A groundbreaking study drawing on data from NASA's New Horizons probe shows the universe is darker than previously estimated. Specifically, the number of faint, invisible galaxies is lower than models predicted.
Just as escaping city lights reveals a clearer night sky, spacecraft must venture far from the Sun to detect the universe's dimmest glows. The inner solar system is cluttered with sunlight-reflecting particles. New Horizons, ideal for this task after its 2015 Pluto flyby, now cruises more than seven billion kilometers from Earth.
Astronomers used its vantage point to measure the cosmic optical background—the faint, collective visible light from all stars across the universe.
"While the cosmic microwave background reveals the universe's first 450,000 years post-Big Bang, the cosmic optical background captures the total light from every star formed since," explains Marc Postman, lead author. "This helps us gauge the total number of galaxies ever formed."

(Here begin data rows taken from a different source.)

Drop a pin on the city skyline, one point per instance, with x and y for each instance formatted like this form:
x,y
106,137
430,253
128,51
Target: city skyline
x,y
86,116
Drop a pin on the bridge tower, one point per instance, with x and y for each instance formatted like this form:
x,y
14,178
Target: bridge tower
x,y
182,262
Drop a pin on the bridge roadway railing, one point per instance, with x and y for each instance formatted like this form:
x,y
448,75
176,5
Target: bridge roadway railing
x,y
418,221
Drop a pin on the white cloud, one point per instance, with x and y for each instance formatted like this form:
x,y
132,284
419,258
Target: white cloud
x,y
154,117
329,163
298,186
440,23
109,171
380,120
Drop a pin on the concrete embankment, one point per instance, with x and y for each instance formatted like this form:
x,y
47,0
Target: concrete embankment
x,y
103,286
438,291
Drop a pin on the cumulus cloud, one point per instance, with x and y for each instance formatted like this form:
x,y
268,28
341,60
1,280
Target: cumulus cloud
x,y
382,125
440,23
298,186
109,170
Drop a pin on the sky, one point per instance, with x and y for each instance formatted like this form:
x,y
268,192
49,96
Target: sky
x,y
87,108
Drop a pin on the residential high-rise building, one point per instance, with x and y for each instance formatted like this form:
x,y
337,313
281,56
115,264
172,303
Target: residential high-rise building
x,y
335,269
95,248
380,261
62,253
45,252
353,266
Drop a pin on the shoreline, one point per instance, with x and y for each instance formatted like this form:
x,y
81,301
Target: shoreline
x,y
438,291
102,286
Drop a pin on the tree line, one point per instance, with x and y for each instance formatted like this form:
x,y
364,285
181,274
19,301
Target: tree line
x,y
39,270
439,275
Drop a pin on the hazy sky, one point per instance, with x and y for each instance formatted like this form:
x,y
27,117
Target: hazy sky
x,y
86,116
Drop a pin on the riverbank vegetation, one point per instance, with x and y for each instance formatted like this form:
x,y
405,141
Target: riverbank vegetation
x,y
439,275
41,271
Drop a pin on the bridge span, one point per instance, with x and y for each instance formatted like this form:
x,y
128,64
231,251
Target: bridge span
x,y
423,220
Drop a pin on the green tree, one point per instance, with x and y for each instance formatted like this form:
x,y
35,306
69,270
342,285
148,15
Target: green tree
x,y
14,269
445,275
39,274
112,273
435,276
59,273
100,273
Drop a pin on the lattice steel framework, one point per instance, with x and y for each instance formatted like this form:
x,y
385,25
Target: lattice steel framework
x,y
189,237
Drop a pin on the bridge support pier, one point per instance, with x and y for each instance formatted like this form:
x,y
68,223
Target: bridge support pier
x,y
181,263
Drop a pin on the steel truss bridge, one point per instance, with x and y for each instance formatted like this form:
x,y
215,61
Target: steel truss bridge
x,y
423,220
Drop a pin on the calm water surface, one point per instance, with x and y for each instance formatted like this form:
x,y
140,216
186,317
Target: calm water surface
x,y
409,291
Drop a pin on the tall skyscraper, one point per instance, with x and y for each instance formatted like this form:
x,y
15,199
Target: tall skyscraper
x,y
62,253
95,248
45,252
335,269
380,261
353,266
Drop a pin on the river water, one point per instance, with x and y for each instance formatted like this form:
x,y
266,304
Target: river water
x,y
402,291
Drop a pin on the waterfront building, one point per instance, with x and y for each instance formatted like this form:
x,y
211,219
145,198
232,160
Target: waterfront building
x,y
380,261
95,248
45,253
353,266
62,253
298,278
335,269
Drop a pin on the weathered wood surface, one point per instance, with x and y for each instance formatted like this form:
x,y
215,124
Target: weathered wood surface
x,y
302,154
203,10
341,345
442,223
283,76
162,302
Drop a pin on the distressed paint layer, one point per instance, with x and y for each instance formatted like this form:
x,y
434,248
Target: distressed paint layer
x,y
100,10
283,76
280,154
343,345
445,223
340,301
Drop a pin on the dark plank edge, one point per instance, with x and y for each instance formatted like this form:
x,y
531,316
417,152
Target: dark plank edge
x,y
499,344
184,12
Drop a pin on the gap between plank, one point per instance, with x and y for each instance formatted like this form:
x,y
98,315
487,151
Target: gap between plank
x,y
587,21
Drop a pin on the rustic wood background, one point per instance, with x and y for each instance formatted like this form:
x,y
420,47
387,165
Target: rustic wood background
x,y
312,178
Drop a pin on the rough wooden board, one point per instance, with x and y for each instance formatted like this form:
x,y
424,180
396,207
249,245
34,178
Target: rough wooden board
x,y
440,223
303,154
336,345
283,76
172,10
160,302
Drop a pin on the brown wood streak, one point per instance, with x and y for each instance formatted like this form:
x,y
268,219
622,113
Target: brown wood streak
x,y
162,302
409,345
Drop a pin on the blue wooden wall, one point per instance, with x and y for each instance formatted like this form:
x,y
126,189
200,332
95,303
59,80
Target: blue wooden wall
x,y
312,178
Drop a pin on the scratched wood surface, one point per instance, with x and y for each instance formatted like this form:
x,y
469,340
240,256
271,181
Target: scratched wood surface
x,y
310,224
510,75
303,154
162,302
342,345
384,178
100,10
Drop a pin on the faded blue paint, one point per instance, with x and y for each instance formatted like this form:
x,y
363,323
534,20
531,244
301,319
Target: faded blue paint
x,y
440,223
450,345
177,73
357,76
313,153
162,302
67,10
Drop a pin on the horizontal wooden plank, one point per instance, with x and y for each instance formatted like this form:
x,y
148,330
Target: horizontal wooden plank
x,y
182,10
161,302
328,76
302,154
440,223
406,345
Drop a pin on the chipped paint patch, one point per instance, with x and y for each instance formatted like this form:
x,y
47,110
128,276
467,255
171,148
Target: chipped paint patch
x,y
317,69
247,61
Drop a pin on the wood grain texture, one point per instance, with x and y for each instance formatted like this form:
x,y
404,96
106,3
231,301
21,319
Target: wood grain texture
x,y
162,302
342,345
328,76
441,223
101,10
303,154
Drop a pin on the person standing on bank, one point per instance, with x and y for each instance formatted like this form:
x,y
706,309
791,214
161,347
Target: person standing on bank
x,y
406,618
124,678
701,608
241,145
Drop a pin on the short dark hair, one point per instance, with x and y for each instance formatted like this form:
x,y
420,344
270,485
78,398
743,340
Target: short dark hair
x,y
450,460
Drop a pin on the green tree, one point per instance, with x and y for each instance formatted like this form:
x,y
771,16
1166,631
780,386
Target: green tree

These precise measurements indicate fewer "invisible" galaxies than anticipated. Rather than two trillion galaxies, the total may be just several hundred billion.
Prior Hubble-based estimates extrapolated from visible galaxies, assuming 90% were too faint to detect, yielding the two-trillion figure via mathematical modeling.
New Horizons data revises this downward. "Double the galaxies Hubble sees—that's our total. Nothing more," says co-lead Tod Lauer. "We simply don't detect light from two trillion galaxies."

Though the universe appears dimmer, the exact sources of this background light remain unclear.
Possible contributors include nearby dwarf galaxies just beyond detection, unexpectedly bright stellar halos around galaxies, or rogue intergalactic stars. The James Webb Space Telescope promises deeper insights into these mysteries.